From The Wall Street Journal
Small Is Beautiful
By Terry Teachout
If you think Chicago Shakespeare's upstairs theater is snug, wait till you see the headquarters of Strawdog Theatre Company, an L-shaped black box in a dingy storefront walk-up. Yet that company, which is celebrating its 20th season, has a reputation that lured me to its production of "Aristocrats," Brian Friel's great 1979 play about a family of Irish Catholics who have sunk from upper-middle-class comfort into desperately shabby gentility. Rarely have my expectations been more satisfyingly surpassed. Strawdog's "Aristocrats" is one of those revivals so excellent as to leave a critic with nothing much to do but order you to drop everything and go see it at once -- and its excellence, like that of "Passion," is deeply rooted in its clarifying smallness of scale. I saw it from the front row of the theater, sitting within arm's length of a cast whose acting was so direct and unmannered that I felt as though I were dining with them.

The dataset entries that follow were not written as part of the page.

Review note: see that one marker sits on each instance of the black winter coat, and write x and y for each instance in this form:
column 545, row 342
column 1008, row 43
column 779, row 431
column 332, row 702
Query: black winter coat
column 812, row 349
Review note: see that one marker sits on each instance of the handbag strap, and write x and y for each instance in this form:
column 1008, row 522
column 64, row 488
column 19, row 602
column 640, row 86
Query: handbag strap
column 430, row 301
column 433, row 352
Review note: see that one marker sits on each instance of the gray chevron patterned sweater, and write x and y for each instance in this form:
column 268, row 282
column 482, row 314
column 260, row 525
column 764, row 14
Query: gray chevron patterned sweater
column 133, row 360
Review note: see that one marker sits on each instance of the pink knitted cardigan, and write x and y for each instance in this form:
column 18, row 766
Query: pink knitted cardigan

Mr. Friel's love of Chekhov has never been made more explicit than in "Aristocrats," in which the smiling Slavic melancholy of "The Cherry Orchard" is transplanted to a setting as Irish as a fifth of Jameson's. Not coincidentally, a bottle of that well-known whiskey figures prominently in this snapshot of a day in the life of the O'Donnells, who are paralyzed by nostalgia for a glorious past that wasn't quite so glorious as they (mostly) like to pretend. Their plight is a metaphor for Ireland itself, a tribal land entangled in the choking vines of the increasingly distant but never-forgotten past. Yet Mr. Friel is careful never to overemphasize this larger meaning: "Aristocrats" can just as easily be interpreted as a purely domestic drama about a family whose distorted memories of "the life of the 'quality'" stand in the way of their coming to grips with the harsh reality of their present-day existence.
Complex Performances
John Henry Roberts has the flashiest role as Casimir, the eccentric fabulist who treasures his implausibly vivid memories of famous visitors to Ballybeg Hall -- Yeats, Chesterton, Cardinal Newman -- whom he may or may not have actually met. The most interesting part is that of Eamon (Michael Dailey), a lower-class boy who married an O'Donnell and now regards his in-laws with an explosive mixture of love and bitterness: "Carriages, balls, receptions, weddings, christenings, feasts, deaths, trips to Rome, musical evenings, tennis -- that's the mythology I was nurtured on all my life, day after day, year after year. . . . A strange and marvellous education for a wee country boy, wasn't it? No, not an education -- a permanent pigmentation." But every actor in the ensemble gives a complex, fully rounded performance worthy of close study, and Rick Snyder's lovingly naturalistic staging and B. Emil Bulous' simple yet subtle set show them all off to perfect advantage.
I've seen plenty of first-rate shows in Chicago, but to take in two revivals as good as these in a single day is more than worth the vexation of flying in and out of O'Hare Airport. As for those local playgoers who haven't gotten around to seeing "Aristocrats" or "Passion," don't delay -- time is short.